With Lambda, you are charged based on the number of requests for your functions and the duration (the time it takes for your code to execute) with millisecond granularity. For functions using the Arm/Graviton2 architecture, duration charges are 20 percent lower than the current pricing for x86. The same 20 percent reduction also applies to duration charges for functions using Provisioned Concurrency.

In addition, a respondent on a Hacker News thread on AWS launches ARM-powered Lambdas stated:

ARM is cheaper on AWS per the unit of work done, in the general case.

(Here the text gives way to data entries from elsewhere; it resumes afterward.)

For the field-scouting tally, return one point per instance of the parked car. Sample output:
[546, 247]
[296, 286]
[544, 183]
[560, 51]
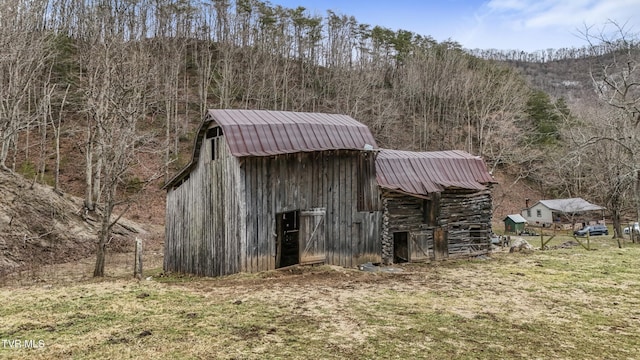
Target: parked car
[592, 230]
[636, 229]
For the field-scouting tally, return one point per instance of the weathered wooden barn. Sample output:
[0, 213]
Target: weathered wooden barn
[436, 205]
[268, 189]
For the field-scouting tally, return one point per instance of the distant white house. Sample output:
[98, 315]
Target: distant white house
[547, 212]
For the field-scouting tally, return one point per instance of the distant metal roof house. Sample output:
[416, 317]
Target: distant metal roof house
[547, 212]
[514, 223]
[422, 173]
[572, 205]
[516, 218]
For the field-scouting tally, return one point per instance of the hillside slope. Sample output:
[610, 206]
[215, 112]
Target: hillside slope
[39, 226]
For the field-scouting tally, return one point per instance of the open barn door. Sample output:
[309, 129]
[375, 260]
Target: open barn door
[312, 240]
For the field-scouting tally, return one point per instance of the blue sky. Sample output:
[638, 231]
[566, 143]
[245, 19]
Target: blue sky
[527, 25]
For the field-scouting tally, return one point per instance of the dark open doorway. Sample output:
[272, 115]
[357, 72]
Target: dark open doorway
[287, 241]
[400, 247]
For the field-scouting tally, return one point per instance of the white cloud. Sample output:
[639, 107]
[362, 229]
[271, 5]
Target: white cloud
[539, 24]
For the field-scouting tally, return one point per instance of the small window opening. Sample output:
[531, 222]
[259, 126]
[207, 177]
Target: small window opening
[400, 247]
[213, 135]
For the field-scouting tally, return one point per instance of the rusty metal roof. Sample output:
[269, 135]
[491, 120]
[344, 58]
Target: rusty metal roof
[422, 173]
[264, 133]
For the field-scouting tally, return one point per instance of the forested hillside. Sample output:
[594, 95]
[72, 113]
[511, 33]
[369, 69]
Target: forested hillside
[105, 95]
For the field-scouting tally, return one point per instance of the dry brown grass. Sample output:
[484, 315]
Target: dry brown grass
[568, 303]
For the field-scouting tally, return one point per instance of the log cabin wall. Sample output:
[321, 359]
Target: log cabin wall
[203, 215]
[464, 215]
[340, 181]
[405, 213]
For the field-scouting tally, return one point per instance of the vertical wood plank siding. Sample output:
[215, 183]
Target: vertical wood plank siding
[222, 219]
[302, 181]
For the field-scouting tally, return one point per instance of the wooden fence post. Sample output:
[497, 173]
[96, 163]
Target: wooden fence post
[137, 264]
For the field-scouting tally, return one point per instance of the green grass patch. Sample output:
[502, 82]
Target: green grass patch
[565, 303]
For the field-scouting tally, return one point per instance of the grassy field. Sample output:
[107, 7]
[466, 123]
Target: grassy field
[563, 303]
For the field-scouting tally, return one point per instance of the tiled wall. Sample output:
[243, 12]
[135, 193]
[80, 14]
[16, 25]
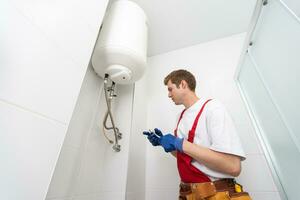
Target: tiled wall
[88, 168]
[214, 64]
[45, 51]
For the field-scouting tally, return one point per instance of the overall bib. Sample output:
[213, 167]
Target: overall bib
[195, 185]
[188, 173]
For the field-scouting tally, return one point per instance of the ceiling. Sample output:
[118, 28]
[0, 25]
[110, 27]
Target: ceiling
[175, 24]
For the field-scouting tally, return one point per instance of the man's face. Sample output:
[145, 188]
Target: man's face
[175, 93]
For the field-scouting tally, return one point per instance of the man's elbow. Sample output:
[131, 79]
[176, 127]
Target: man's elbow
[236, 169]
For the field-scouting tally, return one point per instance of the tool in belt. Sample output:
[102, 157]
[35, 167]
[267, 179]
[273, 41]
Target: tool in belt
[226, 189]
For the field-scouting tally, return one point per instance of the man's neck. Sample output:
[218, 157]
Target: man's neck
[190, 100]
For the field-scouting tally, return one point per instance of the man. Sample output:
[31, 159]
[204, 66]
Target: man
[205, 143]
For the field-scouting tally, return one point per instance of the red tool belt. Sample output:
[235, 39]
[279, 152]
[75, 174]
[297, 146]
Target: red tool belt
[224, 189]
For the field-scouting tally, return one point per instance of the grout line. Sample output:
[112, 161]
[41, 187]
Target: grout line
[24, 109]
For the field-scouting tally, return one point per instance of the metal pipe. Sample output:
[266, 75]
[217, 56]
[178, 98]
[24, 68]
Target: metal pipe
[117, 135]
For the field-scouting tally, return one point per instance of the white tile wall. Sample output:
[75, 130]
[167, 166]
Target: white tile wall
[45, 50]
[100, 173]
[66, 169]
[135, 186]
[27, 162]
[213, 64]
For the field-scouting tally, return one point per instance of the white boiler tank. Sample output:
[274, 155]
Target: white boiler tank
[121, 48]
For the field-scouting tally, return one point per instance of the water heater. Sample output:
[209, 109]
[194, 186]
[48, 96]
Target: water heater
[121, 48]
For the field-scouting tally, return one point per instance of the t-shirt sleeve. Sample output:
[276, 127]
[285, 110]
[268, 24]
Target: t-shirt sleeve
[222, 132]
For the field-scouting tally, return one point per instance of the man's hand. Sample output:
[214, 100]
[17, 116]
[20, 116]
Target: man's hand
[169, 142]
[154, 138]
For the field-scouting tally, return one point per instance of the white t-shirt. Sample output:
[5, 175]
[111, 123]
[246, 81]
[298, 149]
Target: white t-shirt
[215, 130]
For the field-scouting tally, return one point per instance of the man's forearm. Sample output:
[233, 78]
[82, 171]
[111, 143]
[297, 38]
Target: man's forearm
[174, 153]
[222, 162]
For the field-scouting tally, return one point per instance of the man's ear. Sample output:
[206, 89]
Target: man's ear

But there should be no assumption that ARM is that snappy little brother that will launch your lambdas in no time while x86 is still starting up; this is the kind of idea that I get when reading the comments mentioning ARM. It won’t launch your virtualized environment that noticeably faster. It’ll just do more work for less money.

Currently, AWS Lambda functions powered by AWS Graviton2 processors are available in the Asia Pacific (Mumbai), Asia Pacific (Singapore), Asia Pacific (Sydney), Asia Pacific (Tokyo), Europe (Frankfurt), Europe (Ireland), Europe (London), US East (N. Virginia), US East (Ohio), and US West (Oregon) regions. Pricing details are available on the pricing page.